Global research firm Ipsos Mori investigated the relationship between perception and reality on a range of social issues. In September and October it surveyed more than 28,000 people through online panels in 37 countries and territories, including 500 aged 16-64 in New Zealand.

The Kiwis' numerical guesses on 10 questions made New Zealand the second-most accurate of the 37, behind only Hong Kong.


Thailand was the place most in need of a reality check. It scored worst, putting it in first place on the "misperceptions index". South Africa came in at number 15, the US at 23, Australia at 29 and Britain at 33, three sports worse than New Zealand on 36.

Ipsos says its global survey shows that some crimes grab attention more than they should, and that people are perhaps too complacent about climate change and use of renewable energy sources.

Ipsos New Zealand public affairs director Amanda Dudding said the gap between perception and reality could be attributed to media, or internal biases.
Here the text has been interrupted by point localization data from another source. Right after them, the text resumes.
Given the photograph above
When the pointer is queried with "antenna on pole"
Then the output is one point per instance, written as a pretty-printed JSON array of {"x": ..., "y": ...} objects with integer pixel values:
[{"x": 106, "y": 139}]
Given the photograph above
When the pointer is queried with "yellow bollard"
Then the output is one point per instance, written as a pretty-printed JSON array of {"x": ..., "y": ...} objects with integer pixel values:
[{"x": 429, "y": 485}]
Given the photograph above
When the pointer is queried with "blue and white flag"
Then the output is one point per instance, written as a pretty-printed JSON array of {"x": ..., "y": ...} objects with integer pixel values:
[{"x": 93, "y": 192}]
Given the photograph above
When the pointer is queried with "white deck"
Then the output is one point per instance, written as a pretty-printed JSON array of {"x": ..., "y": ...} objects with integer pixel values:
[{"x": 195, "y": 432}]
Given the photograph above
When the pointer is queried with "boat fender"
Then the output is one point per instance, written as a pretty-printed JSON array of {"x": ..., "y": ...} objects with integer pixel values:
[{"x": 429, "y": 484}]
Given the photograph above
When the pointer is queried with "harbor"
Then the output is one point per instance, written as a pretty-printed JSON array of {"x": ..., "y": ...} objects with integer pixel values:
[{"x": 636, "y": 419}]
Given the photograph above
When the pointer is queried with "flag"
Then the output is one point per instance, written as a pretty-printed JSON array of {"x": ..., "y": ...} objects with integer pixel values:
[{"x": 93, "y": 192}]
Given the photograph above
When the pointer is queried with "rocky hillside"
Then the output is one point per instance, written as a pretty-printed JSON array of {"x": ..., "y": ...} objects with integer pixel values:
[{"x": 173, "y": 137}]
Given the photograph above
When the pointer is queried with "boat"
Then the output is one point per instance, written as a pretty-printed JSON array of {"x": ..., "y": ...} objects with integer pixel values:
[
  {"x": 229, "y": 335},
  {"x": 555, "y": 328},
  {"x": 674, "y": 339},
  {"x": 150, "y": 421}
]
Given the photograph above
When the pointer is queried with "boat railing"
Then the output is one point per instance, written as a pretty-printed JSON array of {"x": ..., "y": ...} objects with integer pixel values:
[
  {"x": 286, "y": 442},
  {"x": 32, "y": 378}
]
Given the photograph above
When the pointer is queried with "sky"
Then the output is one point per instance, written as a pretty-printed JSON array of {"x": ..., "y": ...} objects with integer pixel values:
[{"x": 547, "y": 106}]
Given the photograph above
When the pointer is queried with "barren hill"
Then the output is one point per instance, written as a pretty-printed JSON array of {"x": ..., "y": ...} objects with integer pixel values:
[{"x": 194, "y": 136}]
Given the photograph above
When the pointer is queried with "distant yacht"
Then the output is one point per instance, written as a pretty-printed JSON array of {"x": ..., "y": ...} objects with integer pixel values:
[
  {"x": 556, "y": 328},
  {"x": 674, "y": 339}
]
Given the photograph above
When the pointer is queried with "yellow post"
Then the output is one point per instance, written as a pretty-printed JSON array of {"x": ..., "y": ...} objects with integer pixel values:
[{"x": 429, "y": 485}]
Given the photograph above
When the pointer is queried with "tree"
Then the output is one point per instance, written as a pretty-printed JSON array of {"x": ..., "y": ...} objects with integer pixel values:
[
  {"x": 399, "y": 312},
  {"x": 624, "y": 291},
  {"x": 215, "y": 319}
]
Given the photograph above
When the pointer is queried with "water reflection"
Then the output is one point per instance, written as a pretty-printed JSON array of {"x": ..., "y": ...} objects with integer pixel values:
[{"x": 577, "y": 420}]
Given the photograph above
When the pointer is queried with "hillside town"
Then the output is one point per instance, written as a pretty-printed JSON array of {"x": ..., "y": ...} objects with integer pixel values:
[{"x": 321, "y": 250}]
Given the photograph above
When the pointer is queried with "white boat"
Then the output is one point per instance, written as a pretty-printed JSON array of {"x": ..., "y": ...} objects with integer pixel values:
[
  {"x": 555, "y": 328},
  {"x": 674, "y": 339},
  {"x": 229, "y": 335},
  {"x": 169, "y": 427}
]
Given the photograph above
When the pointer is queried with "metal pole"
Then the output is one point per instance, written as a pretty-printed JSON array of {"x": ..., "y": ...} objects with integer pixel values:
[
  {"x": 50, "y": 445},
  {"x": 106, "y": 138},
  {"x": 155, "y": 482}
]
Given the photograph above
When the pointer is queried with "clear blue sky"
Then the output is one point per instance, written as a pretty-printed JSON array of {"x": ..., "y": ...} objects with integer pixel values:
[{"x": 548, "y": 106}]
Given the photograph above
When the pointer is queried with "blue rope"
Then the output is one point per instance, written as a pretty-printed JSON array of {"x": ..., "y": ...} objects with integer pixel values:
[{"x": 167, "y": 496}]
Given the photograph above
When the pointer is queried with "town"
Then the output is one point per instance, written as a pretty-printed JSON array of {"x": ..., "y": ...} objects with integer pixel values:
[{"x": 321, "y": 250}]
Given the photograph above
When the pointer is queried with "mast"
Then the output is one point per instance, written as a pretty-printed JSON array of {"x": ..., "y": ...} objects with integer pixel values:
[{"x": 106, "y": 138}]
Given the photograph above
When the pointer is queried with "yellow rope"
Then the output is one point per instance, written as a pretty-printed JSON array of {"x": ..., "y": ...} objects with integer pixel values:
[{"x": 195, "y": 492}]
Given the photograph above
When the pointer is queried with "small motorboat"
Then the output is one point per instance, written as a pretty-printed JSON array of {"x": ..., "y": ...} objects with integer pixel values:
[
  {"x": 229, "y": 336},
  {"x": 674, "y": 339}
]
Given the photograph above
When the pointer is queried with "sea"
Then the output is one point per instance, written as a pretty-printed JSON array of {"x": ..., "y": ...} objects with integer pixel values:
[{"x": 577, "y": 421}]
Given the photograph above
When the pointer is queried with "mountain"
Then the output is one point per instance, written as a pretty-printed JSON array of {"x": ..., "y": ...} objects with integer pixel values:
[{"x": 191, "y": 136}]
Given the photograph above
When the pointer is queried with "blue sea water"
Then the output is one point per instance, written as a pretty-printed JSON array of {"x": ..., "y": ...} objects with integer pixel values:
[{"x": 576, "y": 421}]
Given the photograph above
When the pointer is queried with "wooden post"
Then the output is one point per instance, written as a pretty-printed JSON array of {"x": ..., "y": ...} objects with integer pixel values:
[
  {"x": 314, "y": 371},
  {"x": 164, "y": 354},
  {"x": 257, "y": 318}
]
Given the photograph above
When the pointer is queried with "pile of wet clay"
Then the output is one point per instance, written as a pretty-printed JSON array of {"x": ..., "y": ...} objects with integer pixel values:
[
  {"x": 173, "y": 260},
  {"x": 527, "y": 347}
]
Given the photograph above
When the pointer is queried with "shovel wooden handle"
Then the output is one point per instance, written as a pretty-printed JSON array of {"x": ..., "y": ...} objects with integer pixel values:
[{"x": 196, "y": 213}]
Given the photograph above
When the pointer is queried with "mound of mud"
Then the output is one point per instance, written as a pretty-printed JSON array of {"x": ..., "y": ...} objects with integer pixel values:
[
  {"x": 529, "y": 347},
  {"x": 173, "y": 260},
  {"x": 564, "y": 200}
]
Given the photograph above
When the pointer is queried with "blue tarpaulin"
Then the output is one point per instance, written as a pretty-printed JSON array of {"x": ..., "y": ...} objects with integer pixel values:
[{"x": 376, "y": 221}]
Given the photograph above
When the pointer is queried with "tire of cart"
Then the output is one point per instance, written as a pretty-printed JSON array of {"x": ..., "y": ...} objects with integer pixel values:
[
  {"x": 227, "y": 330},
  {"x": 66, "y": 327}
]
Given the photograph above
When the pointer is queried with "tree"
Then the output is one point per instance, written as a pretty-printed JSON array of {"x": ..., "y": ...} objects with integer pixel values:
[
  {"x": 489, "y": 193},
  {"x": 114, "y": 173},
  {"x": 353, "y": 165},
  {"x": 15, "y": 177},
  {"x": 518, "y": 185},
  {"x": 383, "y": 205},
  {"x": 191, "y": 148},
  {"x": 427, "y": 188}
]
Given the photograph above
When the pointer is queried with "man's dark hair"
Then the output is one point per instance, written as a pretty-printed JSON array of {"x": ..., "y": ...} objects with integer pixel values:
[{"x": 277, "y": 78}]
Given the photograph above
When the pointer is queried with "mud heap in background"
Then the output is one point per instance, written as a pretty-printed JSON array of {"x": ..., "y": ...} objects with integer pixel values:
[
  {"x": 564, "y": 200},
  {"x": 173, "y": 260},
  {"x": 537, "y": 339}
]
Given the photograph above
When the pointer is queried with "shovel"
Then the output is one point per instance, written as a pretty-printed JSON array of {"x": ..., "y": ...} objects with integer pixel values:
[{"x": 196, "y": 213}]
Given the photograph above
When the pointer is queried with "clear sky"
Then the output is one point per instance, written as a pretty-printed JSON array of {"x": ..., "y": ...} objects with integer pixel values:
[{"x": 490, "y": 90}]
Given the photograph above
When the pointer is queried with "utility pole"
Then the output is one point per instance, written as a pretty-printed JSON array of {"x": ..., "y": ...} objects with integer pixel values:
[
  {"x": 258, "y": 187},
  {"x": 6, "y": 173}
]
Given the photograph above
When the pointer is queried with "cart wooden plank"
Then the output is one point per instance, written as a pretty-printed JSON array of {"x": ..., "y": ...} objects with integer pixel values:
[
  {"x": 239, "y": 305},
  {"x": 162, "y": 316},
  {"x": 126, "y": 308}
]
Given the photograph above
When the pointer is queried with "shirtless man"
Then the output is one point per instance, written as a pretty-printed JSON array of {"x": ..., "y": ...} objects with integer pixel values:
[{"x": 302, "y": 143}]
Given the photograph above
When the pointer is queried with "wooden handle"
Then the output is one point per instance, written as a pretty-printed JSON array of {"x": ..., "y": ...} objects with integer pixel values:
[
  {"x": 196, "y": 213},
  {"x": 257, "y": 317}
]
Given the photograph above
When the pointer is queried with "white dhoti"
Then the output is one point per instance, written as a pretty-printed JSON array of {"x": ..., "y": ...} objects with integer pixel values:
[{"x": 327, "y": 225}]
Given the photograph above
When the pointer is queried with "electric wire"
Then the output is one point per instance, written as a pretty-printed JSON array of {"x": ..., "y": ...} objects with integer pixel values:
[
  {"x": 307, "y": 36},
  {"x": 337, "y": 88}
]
"These biases include our tendencies to focus more on negative stories over positive ones, to believe that things were always better in the past, to put too much emphasis on our own individual experience, and simply not being very good with numbers."

"Fake news" in the last two years had made it even hard to tell true from false.

But Dudding said misperceptions could reveal people's real concerns - and trying to correct misperceptions solely by repeating facts was unlikely to work.

"Instead we need to engage with the more emotional reasons that might be driving why people are worried about a topic."